My familiar, insecure thoughts creep in. I should be doing anything other than wondering what’s going through his head. I don’t even want to talk about it. I want to pretend this didn’t just happen.

I clear my throat. “Do you need anything to drink? Or a snack? I’ve got lots of stuff.”

I’m still on the floor, still breathing heavily.

I still can’t decipher the look on his face, but I’m too tired to try. I don’t even trust myself to stand, unsure of how capable my legs currently are.

“Water sounds great, but I’m sure I can get it.” He jumps to his feet, and extends a hand out to me. My legs do what they're supposed to, but my lungs don’t, because he ends up pulling me too close to his face again.

When he's the one to step back, I can’t help the sinking feeling of disappointment in my gut. I’ve been trying so hard not to think of us as more than friends, but now? Now I’m completely screwed, because there is no chance I’ll ever get this off my mind. There’s no chance I’m not going to want to do that again.

Kissing has never felt like that in my entire life.

“There’s filtered water in the fridge. Unless you’re a weirdo that likes sink water, in which case I think you can find it on your own.” The words fly out nervously, an attempt to avoid an awkward silence.

“Why would that make me a weirdo?”

“It tastes like pool water.”

“I think it tastes like drinking water.”

“You've obviously never done a side by side taste test.”

I sound so drunk right now.

“And I’m not going to, I'll just take your word for it.”

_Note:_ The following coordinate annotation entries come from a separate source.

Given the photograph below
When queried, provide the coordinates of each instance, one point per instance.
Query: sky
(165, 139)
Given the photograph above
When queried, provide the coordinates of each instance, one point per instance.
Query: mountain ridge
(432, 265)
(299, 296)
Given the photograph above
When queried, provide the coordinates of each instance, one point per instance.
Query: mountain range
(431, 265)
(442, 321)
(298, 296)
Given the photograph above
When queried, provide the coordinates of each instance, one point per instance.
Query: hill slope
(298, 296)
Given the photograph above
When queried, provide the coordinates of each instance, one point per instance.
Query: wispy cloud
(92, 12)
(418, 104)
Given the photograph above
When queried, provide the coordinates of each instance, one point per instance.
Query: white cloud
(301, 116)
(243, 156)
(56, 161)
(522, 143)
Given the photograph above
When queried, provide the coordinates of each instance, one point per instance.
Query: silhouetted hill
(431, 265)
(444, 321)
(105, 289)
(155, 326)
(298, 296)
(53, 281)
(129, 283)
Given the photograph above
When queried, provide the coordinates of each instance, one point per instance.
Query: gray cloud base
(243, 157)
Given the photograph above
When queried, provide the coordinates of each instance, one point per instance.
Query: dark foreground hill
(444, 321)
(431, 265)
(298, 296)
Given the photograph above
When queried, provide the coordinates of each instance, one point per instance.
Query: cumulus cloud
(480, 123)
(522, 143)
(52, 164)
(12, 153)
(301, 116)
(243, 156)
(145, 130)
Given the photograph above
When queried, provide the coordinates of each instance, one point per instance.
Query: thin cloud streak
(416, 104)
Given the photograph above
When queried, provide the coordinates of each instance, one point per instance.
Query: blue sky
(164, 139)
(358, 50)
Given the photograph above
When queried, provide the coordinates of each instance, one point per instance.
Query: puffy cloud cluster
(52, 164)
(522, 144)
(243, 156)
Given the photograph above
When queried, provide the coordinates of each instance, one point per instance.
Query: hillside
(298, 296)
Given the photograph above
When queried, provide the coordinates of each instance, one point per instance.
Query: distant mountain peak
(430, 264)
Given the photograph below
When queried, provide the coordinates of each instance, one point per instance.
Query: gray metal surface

I look away when I notice his sight drop lower again.

Nope, nope, nope.

It’s time for bed.

I head for my hall closet, containing all the extra pillows and blankets a person could need. When they’re dumped on the couch and Miles appears next to me, glass of water in hand, I quickly put space between us.

“Good night, Miles.”

“Good night, A.”

His tone tells me there are words in his head that he doesn’t voice.

I rush to my room before he can change his mind, and lock the door behind me. Not out of mistrust for him, but myself. It’s the equivalent of putting up a big sign. Something to make me stop and think.

Caution: hazardous material.

Going out there again tonight would be extremely hazardous. I’m not even going to attempt a bedtime routine, not with the way my hands are still shaking. I’m somehow wide awake and dead tired all at once. Skin care can wait for a better time.

A glance at my bed tells me that the two things I need to survive tonight are thankfully trapped in this room with me. Asleepy Elaine, and my good, old laptop. I do what I do best when my emotions are high, I put them into my writing.

I walk out into my living room the next morning after a quick shower and some concealer, to find it empty. It’s a bit of a relief, but I can’t deny a bigger part of me wanted to see him. I want to know how his curly hair sticks up in the mornings, having missed the chance the last time we woke up in the same place.

I can’t help but feel like his absence means he wanted to avoid me, too.

I think about sending him a text, but I wouldn’t know what to say. There isn’t a single thought in my racing mind that’s casual enough to put into words. I check my phone to see that it’s already ten, which makes my shoulders relax slightly. I’m content for now with the fact that most people start their days before this time. After all, I was up until three, writing some scenes I feel very happy with.